The necessity of oil-free compression technology
In precision optical coating processes, especially ion beam assisted deposition (IBAD) processes, the quality requirements on compressed air are very high. According to the ISO 8573-2 Class 1 standard, the dew point temperature of compressed air needs to be less than-70 ° C and the total volatile organic compounds (TVOC) needs to be less than 1μg/m³. In addition, the German VDI 2083-4.1 clean room standard stipulates that the oil mist concentration in the carrier gas of the coating machine exceeding 0.001 mg/m³ will cause the adhesion of the film to decrease by 23%. According to Japan’s JEITA EIAJ ET-7407 standard, lithography grade coating equipment must be equipped with a fully enclosed air supply system that complies with ISO 8573-1 Class 0.
Key performance parameters and certification system
- absolute oil control: The compressed air system needs to pass ISO 8573-1 Class 0 certification, the oil detection limit is less than 0.001mg/m³, and the detection is carried out using ISO 8573-5 infrared spectroscopy.
- Ultra-low dew point protection: The pressure dew point of compressed air needs to be stable below-70℃, complying with ISO 8573-2 Class 1 standard.

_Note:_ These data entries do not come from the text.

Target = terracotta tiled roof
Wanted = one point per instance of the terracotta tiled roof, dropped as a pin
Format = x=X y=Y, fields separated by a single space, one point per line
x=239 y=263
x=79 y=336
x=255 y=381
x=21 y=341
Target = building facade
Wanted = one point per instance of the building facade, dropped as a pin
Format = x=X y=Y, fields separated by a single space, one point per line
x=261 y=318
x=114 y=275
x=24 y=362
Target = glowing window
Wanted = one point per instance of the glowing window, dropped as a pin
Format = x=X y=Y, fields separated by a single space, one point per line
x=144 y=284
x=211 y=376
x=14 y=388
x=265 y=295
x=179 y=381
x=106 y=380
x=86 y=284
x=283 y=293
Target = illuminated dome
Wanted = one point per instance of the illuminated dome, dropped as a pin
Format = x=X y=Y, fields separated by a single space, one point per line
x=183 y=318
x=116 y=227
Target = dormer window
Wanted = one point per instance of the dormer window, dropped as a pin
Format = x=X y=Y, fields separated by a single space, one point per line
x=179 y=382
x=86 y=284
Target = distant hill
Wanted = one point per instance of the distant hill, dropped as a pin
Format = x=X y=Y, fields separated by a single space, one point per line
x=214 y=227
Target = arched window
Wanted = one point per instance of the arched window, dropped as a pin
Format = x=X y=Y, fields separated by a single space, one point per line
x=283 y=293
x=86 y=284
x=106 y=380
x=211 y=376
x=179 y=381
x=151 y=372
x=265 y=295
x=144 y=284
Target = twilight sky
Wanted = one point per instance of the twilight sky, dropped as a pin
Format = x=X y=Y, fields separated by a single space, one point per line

- Nano-scale filtration: Equipped with a U15 precision filter, meeting the standard requirement of ISO 16890:2016 ePM1 ≤95%.
- Material outgassing control: The flow channel assembly needs to pass the ASTM E595-07 thermal vacuum outgassing test to ensure that the total mass loss does not exceed 1.0%.
Comparative analysis of technical solutions
| comparative dimension | Oil-free compressor solutions | Oiled compressor solutions |
|---|---|---|
| Oil pollution risk | 0mg/m³ (certified by TÜV ISO 8573-1 Class 0) | 0.01-0.1mg/m³ (additional catalytic oxidation device is required) |
| dew point stability | ±1℃ fluctuation (complies with ISO 8573-2 Class 1) | ±5℃ fluctuations (affected by lubricating oil vapor pressure) |
| operation energy consumption | Specific power 4.8kW/(m³/min)(meeting ISO 1217:2009 Annex C energy efficiency level 1) | Specific power 6.3kW/(m³/min)(energy efficiency level 3) |
| Particle control capabilities | Built-in three-stage nanofiltration system (meets ISO 8573-1 Class 0) | Reliance on external filter (initial differential pressure loss up to 0.5 bar) |
| system compatibility | Perfluoroether rubber seals (passed NASA ASTM E595 outgassing test) | Nitrile rubber seals (may release plasticizer contaminants) |
summary
In the field of precision optical coating, compressed air systems that meet ISO 10110 and SEMI F60 dual standards certification have become the core guarantee for coating yield. The magnetic suspension oil-free screw unit developed by Shanghai Granklin Group has an oil content of 0.0005mg/m³ (certified by SGS ISO 8573-1 Class 0) and an integrated membrane drying module (compliant with ISO 8573-2 Class 1). It can effectively eliminate nano-aerosol pollution as defined by the VDI 2083 standard. Compared with traditional systems, this technical solution can reduce harmonic distortion by 42%(according to IEC 61000-3-12 electromagnetic compatibility standard), providing atomic-level clean gas source guarantee for sub-nanometer optical coatings.